Blouin a enchaîné le lendemain en terminant septième, sur huit compétitrices, lors de l’épreuve de slopestyle — pourtant sa spécialité. Interrogée sur la question de savoir si elle avait mis l’accent sur le Big Air à l’entraînement afin de s’améliorer dans cette discipline, la principale intéressée jure que ça n’a pas été le cas.

« Je ne sais pas pourquoi ça débloque en Big Air. Moi aussi je m’attendais à avoir un meilleur résultat en slopestyle, mais ça ne s’est pas produit. Cette journée-là, les choses allaient vraiment bien [en Big Air], c’était fou. Ceci étant dit, je pense que d’avoir développé la constance de mon “Frontside 900” a beaucoup aidé — c’est un truc difficile à accomplir régulièrement. »

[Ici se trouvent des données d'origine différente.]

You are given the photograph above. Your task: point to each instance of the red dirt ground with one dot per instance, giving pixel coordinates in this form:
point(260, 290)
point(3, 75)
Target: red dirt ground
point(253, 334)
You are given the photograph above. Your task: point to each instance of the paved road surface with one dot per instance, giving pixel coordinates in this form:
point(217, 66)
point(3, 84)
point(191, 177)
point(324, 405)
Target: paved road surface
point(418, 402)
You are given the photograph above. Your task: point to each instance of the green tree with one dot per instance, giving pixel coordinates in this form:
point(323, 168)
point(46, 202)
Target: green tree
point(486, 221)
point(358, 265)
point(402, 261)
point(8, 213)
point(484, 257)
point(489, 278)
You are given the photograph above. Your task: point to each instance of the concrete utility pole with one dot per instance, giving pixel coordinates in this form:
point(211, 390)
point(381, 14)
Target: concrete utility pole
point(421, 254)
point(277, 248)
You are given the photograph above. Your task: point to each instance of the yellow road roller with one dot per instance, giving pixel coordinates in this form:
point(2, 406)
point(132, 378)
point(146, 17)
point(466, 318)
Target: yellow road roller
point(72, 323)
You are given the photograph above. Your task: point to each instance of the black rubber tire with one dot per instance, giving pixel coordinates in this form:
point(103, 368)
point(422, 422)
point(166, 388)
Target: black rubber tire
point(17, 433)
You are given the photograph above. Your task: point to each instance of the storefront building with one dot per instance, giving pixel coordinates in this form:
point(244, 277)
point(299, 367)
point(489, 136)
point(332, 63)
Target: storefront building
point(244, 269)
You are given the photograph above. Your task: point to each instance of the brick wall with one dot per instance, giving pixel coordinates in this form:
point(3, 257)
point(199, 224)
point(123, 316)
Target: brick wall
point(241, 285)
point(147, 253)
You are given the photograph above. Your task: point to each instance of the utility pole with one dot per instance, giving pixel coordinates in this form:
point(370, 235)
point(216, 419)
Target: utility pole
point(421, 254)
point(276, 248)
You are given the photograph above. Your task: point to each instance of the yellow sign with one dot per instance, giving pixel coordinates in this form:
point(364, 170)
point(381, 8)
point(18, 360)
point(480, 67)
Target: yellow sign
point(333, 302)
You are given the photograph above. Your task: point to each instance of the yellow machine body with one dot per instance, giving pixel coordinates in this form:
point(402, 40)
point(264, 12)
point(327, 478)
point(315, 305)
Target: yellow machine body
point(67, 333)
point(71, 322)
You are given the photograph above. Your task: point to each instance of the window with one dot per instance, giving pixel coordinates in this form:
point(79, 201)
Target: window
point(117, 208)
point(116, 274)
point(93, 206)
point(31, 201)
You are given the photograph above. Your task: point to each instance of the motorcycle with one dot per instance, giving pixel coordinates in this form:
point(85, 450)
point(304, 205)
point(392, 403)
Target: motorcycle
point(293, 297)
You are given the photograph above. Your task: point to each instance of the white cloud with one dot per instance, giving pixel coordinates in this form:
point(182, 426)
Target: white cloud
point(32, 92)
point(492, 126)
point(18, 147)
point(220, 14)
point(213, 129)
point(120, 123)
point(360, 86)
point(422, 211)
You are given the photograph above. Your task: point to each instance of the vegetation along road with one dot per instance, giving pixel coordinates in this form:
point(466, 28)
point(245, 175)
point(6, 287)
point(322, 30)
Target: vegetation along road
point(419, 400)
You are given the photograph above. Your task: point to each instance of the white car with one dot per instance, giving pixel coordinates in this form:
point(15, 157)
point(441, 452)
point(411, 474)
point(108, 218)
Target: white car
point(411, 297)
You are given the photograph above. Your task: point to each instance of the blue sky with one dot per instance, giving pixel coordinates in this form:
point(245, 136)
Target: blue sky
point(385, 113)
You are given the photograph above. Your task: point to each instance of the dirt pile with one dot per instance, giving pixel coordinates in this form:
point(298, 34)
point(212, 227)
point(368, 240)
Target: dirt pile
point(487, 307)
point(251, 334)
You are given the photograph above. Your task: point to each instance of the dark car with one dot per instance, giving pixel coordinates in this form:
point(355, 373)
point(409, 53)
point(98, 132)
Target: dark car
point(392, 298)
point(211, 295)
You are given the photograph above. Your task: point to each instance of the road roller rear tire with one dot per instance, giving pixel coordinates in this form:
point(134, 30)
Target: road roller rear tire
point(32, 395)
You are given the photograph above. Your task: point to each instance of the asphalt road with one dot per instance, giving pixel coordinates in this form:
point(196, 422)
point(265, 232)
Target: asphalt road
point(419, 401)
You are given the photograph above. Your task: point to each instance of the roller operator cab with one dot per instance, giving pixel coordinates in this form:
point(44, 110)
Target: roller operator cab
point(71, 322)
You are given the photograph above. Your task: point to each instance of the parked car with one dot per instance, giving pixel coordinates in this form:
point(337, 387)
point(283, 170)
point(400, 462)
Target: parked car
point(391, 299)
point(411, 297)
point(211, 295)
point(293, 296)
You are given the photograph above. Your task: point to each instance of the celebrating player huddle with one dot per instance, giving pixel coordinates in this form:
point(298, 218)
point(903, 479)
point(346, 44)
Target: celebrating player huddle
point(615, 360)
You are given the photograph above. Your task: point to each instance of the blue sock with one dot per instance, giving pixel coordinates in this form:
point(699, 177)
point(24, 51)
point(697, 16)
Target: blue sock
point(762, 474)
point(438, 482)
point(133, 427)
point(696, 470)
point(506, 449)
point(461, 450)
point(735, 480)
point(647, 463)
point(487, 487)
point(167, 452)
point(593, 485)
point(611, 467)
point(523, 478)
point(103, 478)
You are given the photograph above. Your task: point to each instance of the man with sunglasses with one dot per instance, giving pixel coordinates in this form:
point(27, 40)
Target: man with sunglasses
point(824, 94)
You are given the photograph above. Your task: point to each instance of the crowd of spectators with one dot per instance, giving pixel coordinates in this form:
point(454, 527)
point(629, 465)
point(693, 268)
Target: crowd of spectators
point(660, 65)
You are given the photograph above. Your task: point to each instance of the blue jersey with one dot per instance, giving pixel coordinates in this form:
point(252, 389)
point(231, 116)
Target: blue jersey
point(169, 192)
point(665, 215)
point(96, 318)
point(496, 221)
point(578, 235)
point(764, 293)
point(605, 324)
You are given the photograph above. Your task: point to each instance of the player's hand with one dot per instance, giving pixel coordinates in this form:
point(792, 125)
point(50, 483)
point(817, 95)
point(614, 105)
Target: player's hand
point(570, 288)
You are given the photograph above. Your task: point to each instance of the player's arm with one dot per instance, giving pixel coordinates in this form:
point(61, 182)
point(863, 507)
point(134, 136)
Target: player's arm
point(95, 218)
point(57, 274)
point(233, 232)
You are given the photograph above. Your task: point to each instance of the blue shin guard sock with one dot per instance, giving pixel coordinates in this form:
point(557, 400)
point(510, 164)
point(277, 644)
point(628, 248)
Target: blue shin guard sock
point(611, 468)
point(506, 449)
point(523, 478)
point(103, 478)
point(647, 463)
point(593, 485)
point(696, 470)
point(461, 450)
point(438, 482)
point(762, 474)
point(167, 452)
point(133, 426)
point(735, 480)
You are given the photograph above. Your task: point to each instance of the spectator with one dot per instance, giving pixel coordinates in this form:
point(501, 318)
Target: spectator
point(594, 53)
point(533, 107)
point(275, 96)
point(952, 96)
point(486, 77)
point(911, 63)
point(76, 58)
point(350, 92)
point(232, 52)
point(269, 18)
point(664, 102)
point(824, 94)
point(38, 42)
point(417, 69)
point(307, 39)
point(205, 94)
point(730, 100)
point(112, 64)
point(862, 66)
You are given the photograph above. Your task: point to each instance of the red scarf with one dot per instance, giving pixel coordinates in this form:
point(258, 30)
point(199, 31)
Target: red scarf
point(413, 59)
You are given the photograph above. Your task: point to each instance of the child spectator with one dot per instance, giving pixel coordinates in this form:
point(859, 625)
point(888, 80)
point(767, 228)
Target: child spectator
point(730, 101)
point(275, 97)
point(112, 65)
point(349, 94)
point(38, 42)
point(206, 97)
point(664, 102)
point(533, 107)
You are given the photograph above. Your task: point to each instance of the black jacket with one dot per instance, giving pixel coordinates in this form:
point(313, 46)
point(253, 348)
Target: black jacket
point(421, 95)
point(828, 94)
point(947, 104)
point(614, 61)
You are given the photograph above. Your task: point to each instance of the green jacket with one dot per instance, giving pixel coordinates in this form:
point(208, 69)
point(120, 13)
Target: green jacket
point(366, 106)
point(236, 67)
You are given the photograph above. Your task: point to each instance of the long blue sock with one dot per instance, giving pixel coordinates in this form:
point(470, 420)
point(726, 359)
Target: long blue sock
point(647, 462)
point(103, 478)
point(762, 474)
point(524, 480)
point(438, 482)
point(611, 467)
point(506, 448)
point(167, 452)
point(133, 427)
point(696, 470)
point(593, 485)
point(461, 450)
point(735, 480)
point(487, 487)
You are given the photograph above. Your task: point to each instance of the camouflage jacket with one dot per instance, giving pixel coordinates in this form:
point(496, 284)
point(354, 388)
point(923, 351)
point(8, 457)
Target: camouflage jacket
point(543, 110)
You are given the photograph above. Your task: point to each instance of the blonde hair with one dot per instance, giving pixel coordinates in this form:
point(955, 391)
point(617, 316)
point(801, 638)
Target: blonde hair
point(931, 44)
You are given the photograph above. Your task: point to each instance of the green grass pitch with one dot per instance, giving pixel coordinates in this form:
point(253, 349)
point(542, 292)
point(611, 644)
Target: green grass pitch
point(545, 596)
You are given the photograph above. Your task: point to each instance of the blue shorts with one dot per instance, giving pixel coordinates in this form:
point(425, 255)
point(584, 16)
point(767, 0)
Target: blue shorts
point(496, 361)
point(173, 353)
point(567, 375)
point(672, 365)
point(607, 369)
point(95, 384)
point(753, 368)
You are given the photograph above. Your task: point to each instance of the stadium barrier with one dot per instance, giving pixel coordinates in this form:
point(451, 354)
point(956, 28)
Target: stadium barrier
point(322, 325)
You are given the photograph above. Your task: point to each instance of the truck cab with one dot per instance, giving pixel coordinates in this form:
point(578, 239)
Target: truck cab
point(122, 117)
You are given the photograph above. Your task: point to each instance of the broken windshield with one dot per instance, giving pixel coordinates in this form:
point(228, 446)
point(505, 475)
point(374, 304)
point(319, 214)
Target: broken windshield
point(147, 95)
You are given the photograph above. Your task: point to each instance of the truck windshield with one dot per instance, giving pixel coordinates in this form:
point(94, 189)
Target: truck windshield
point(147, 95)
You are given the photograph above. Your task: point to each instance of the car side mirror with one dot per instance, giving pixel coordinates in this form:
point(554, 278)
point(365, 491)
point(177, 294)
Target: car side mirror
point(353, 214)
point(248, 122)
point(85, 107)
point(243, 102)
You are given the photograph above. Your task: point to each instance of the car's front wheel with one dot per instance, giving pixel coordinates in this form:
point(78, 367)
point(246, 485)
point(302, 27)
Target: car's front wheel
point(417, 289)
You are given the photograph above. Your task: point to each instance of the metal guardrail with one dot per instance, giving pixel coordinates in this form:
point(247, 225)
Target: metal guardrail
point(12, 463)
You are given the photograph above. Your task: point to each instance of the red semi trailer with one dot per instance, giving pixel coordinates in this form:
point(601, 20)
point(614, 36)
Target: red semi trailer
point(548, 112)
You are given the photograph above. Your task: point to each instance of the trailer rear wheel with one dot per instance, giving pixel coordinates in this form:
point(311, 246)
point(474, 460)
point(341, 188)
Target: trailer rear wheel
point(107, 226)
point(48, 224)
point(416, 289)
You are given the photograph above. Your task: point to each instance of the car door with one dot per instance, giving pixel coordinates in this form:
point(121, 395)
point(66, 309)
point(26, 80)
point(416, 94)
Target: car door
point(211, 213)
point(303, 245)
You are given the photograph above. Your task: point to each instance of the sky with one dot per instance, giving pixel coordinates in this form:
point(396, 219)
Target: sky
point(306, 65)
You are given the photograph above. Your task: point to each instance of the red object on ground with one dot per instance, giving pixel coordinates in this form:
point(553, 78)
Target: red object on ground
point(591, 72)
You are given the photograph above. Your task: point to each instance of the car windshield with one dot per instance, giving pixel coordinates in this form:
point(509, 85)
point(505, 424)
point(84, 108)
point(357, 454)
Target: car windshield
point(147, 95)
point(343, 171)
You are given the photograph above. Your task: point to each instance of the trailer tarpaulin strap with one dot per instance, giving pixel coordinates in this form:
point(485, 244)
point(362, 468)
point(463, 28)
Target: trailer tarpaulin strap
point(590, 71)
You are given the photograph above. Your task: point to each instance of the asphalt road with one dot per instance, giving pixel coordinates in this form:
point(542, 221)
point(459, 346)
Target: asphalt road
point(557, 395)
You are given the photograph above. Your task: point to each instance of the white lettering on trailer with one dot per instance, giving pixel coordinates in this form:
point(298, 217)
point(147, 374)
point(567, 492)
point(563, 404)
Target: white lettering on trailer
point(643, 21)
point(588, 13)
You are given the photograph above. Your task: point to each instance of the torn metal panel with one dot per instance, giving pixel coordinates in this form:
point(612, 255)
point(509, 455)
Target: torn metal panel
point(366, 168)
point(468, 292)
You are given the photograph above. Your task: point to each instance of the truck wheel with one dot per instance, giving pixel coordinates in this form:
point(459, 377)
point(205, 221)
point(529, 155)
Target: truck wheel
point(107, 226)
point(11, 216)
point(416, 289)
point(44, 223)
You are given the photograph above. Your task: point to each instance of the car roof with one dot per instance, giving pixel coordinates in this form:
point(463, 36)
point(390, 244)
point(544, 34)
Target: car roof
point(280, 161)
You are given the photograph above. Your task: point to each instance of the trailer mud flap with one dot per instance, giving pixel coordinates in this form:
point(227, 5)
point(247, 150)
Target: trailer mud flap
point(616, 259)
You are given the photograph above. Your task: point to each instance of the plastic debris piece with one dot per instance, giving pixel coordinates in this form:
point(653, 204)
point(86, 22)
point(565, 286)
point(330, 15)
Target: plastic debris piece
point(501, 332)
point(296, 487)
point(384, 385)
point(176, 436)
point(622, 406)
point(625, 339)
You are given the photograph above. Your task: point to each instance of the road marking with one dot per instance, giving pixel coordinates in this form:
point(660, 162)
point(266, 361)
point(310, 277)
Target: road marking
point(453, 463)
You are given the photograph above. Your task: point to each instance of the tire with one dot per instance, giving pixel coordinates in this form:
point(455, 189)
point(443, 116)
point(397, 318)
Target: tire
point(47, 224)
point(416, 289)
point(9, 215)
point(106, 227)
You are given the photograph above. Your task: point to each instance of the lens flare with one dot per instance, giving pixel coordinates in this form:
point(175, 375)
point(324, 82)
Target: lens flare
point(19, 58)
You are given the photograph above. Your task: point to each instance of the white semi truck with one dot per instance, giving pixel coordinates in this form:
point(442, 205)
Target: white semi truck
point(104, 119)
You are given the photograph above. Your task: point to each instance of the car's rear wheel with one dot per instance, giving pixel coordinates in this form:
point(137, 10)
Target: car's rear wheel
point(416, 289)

La jeune femme n’aura pas le temps de se reposer puisqu’elle devra repartir dès dimanche vers l’Utah, où se dérouleront les Championnats du monde de surf des neiges de Deer Valley du 1er au 10 février.

Blouin tentera d’y défendre son titre acquis en slopestyle aux Championnats du monde de surf des neiges en 2017 à Sierra Nevada, en Espagne. Un objectif audacieux qui ne semble pas la préoccuper outre mesure.

« Ce n’est pas une source de stress, a-t-elle assuré. J’y pense, mais je vais y aller en abordant cette compétition comme toutes les autres, c’est-à-dire en ayant du plaisir. Ensuite, il arrivera ce qui arrivera », a-t-elle dit, avec une touche d’insouciance.

Blouin a d’ailleurs confié qu’elle prévoit d’utiliser un plan de match similaire à celui qu’elle a appliqué en Big Air aux X Games afin de conquérir une autre médaille aux Mondiaux.

Le « Cab Double Underflip 900 »

« C’est sûr et certain que je vais refaire ma première manoeuvre [le “Cab Double Underflip 900”], mais la deuxième risque d’être différente, a-t-elle confié. Tout va dépendre du saut, des conditions météorologiques ainsi que du résultat de ma première manoeuvre. Mais, je tiens à le dire, je ne suis pas une “weather freak”. »

La planchiste rêve évidemment d’une médaille d’or en Big Air, mais aussi d’une autre en slopestyle.

« Oui, je crois que c’est possible. Je crois que j’ai les manoeuvres et les capacités pour, au minimum, grimper sur le podium dans les deux disciplines », a mentionné la Québécoise, qui s’était aussi illustrée l’hiver dernier en décrochant la médaille d’argent en slopestyle aux Jeux olympiques de Pyeongchang.


Kingsbury, Blouin et leurs compatriotes canadiens s’attaqueront aux Mondiaux

Outre Laurie Blouin, près de 60 athlètes canadiens, dont le bosseur Mikaël Kingsbury, prendront d’assaut Park City et Deer Valley dans le cadre des Championnats du monde de ski acrobatique et de surf des neiges, qui se dérouleront du 1er au 10 février.

Parmi les champions olympiques canadiens qui seront présents en Utah se trouvent les bosseurs Kingsbury, de Deux-Montagnes, et Justine Dufour-Lapointe, de Montréal, ainsi que les athlètes en ski cross Brady Leman, de Calgary, Kelsey Serwa, de Kelowna, en C.-B., et Marielle Thompson, de North Vancouver. Le planchiste Jasey Jay Anderson, de Mont-Tremblant, convoitera un cinquième titre mondial en slalom.

Le planchiste Max Parrot, médaillé d’argent en slopestyle aux Jeux de Pyeongchang, brillera par son absence puisqu’il lutte présentement contre une forme rare de cancer. La skieuse Dara Howell, championne olympique de slopestyle à Sotchi en 2014, sera également absente après avoir été opérée afin de réparer une déchirure du ligament croisé antérieur d’un genou.

Par ailleurs, l’épreuve de Big Air en ski acrobatique fera son entrée dans le programme des Mondiaux. Alex Beaulieu-Marchand, de Québec, a décroché la médaille d’argent dans cette discipline à Aspen, tandis que Cassie Sharpe, de Comox, en C.-B., a obtenu l’or en demi-lune et que sa compatriote Rachael Karker, d’Erin, en Ontario, a récolté le bronze.

Sharpe tentera donc de poursuivre sa lancée. Si on y ajoute sa victoire aux Jeux olympiques de Pyeongchang, il ne lui manquerait donc qu’un titre en demi-lune aux Mondiaux pour s’établir comme la favorite dans cette épreuve. « S’il existe une liste d’exploits pour connaître une carrière sensationnelle, alors une victoire aux Championnats du monde en fait partie », a déclaré Sharpe à La Presse canadienne.

Les Mondiaux de ski acrobatique et de surf des neiges seront la plus grande compétition depuis les Jeux olympiques de Pyeongchang, où la récolte combinée de 11 médailles du Canada dans ces deux disciplines a égalé celle des États-Unis.